The Scale Behind The Model
After processing a variety of open source audio collections, the researchers produced a heavily annotated dataset of 20 million separate samples representing at least 50,000 hours of audio. That dataset became the basis for a model with 2.5 billion parameters.
The model was trained using 32 Nvidia tensor cores and began to show reliable scores on a variety of audio quality tests. The source does not present Fugatto as a finished public product, but as a research step with a working set of examples and measurable audio performance.
The important point is that Fugatto’s flexibility depends on the annotations as much as the raw sound. The system needs to know not only what a clip contains, but how that clip can be described, compared, and modified.
ComposableART And Unheard Combinations
Beyond the dataset, Nvidia is emphasizing a system called ComposableART, short for “Audio Representation Transformation.” It can take text and/or audio prompts and use “conditional guidance” to control and generate combinations of instructions and tasks.
In practical terms, ComposableART is meant to combine traits learned from different examples. That can produce “highly customizable audio outputs outside the training distribution,” including sounds that were not directly present in the training material.
The examples are deliberately unusual. Nvidia has shown combinations such as a violin that “sounds like a laughing baby or a banjo that’s playing in front of gentle rainfall” and “factory machinery that screams in metallic agony.” Some results are described as more convincing than others, but the broader achievement is that the model can attempt such distant blends at all.
One of Fugatto’s more important ideas is that traits are treated as continuums. A sound can sit between an acoustic guitar and running water, with the result changing depending on how heavily each side is weighted. Nvidia also mentions changing how heavy a French accent sounds or adjusting the “degree of sorrow” in a spoken clip.
Where This Could Fit In Audio Work
Fugatto also handles tasks associated with earlier audio models. It can change emotion in spoken text, isolate a vocal track from music, detect individual notes in MIDI music and replace them with vocal performances, and detect a beat so effects can be added in rhythm.
The source mentions possible use cases including song prototyping, dynamically changing video game scores, and international ad targeting. These examples all depend on a similar need: fast, controllable changes to audio without rebuilding every element from scratch.
Nvidia’s researchers describe Fugatto as a first step “towards a future where unsupervised multitask learning emerges from data and model scale.” Nvidia also frames models like Fugatto as tools for audio artists rather than replacements for creative work.

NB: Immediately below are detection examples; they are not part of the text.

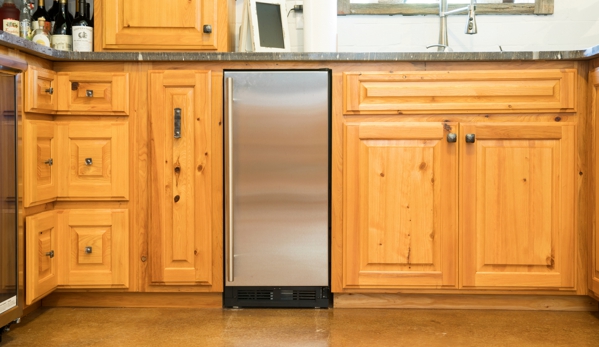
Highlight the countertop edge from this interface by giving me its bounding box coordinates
[0,31,599,62]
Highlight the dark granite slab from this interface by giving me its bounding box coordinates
[0,30,599,62]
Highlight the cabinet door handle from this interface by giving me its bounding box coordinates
[225,77,235,282]
[175,107,181,139]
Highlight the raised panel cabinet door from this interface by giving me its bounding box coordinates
[343,123,458,288]
[23,120,60,207]
[589,69,599,296]
[460,122,576,289]
[57,72,129,116]
[149,71,213,285]
[25,65,58,113]
[58,121,129,200]
[25,211,61,305]
[101,0,226,51]
[60,209,129,288]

“The history of music is also a history of technology,” Nvidia Inception participant and producer/songwriter Ido Zmishlany said in Nvidia’s blog post. “The electric guitar gave the world rock and roll. When the sampler showed up, hip-hop was born. With AI, we’re writing the next chapter of music. We have a new instrument, a new tool for making music—and that’s super exciting.”
For now, Fugatto is best understood as a demonstration of where AI audio research is heading. The model shows how future tools may let creators move beyond generating a sound and toward shaping sound as a set of adjustable, mixable properties.